El séptimo hijo: leyenda.

Nació una noche clara. La luna llena bañaba las verdes praderas del despoblado campo de aquellos inicios de nuestra patria.

Sus padres, como tantos otros, llegaron desde tierras muy lejanas, allende los mares, donde las guerras y el frío contrastaban con el amor y la esperanza de una vida nueva, donde la paz diera espacio al trabajo.

Como los pájaros, construyeron su nido. Nacieron sus pichones, quienes junto a sus padres aprendieron a trabajar y amar esta tierra.

En ese rancho donde el trabajo diario se amasaba con amor, nació el menor y más pequeño. Lo llamaron Eugenio.

El pequeño era muy distinto de sus padres y hermanos. Nació con menor peso. Sin que se supiera la razón, una espesa pelusa lo cubría.

Solo eso y su tamaño eran las diferencias; luego la espesa pelusa se tornó más oscura. Era voraz y crecía. Era amado por sus padres y hermanos.

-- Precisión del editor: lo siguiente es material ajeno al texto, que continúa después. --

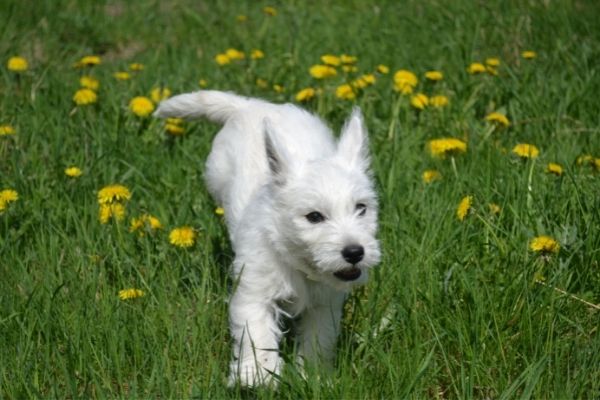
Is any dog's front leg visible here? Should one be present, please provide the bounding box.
[229,285,281,386]
[298,291,345,367]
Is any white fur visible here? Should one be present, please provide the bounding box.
[155,91,380,386]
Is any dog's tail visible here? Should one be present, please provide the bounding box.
[154,90,252,124]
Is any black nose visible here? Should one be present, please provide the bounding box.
[342,244,365,265]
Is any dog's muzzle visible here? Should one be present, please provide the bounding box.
[333,265,362,282]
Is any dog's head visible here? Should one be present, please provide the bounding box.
[265,108,381,289]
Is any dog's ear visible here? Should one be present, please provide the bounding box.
[263,118,289,186]
[337,107,369,170]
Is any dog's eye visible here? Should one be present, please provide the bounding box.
[356,203,367,217]
[306,211,325,224]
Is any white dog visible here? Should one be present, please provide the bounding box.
[155,91,380,386]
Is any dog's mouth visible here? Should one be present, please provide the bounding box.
[333,266,362,282]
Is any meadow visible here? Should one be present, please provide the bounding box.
[0,0,600,399]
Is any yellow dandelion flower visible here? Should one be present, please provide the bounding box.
[485,57,500,68]
[467,62,486,75]
[165,118,185,125]
[512,143,540,158]
[165,123,185,136]
[215,53,231,65]
[428,138,467,157]
[360,74,377,85]
[394,69,419,88]
[119,288,145,300]
[75,56,102,67]
[129,214,163,236]
[165,118,185,136]
[488,203,502,214]
[429,94,450,108]
[485,112,510,127]
[377,64,390,74]
[65,167,83,178]
[422,169,442,183]
[6,56,29,72]
[577,154,594,165]
[263,6,277,17]
[98,184,131,204]
[169,226,196,247]
[250,49,265,60]
[485,65,498,76]
[529,235,560,254]
[309,65,337,79]
[98,203,125,224]
[456,196,473,221]
[425,71,444,82]
[410,93,429,110]
[340,54,358,64]
[113,71,131,81]
[256,78,269,89]
[296,88,316,102]
[335,83,356,100]
[321,54,342,67]
[73,88,98,106]
[546,163,563,176]
[225,48,246,60]
[79,75,100,90]
[150,88,171,103]
[0,125,15,136]
[129,96,154,118]
[0,189,19,213]
[129,63,146,71]
[350,76,369,89]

Se dijeron muchas cosas. Vinieron hasta el rancho algunas personas mayores que acompañados del cura, hablaron con los padres.

Fue bautizado junto a su hermano mayor. Uno de los recién llegados, hombre mayor, anciano experiente, cuyo nombre era Benito, fue el padrino.

Eugenio creció bajo la mirada atenta de sus padres. Se tenía especial cuidado con él en las noches de luna llena.

Cuando tenía siete años, sucedió aquello que sería el comienzo de la gran preocupación. La luna aparecía enorme en el horizonte. El rostro velludo de Eugenio, sin razón aparente, comenzó a transformarse. Su voz era distinta, gesticulaba, sus manos tomaban posturas diferentes. Sus dedos se crisparon y una espesa baba salió de su boca. Se retorcía; casi aullaba. Se golpeaba contra el piso, contra su catre. Como fue posible lo dominaron, lo pusieron en el catre y para defenderlo de su mal, lo ataron.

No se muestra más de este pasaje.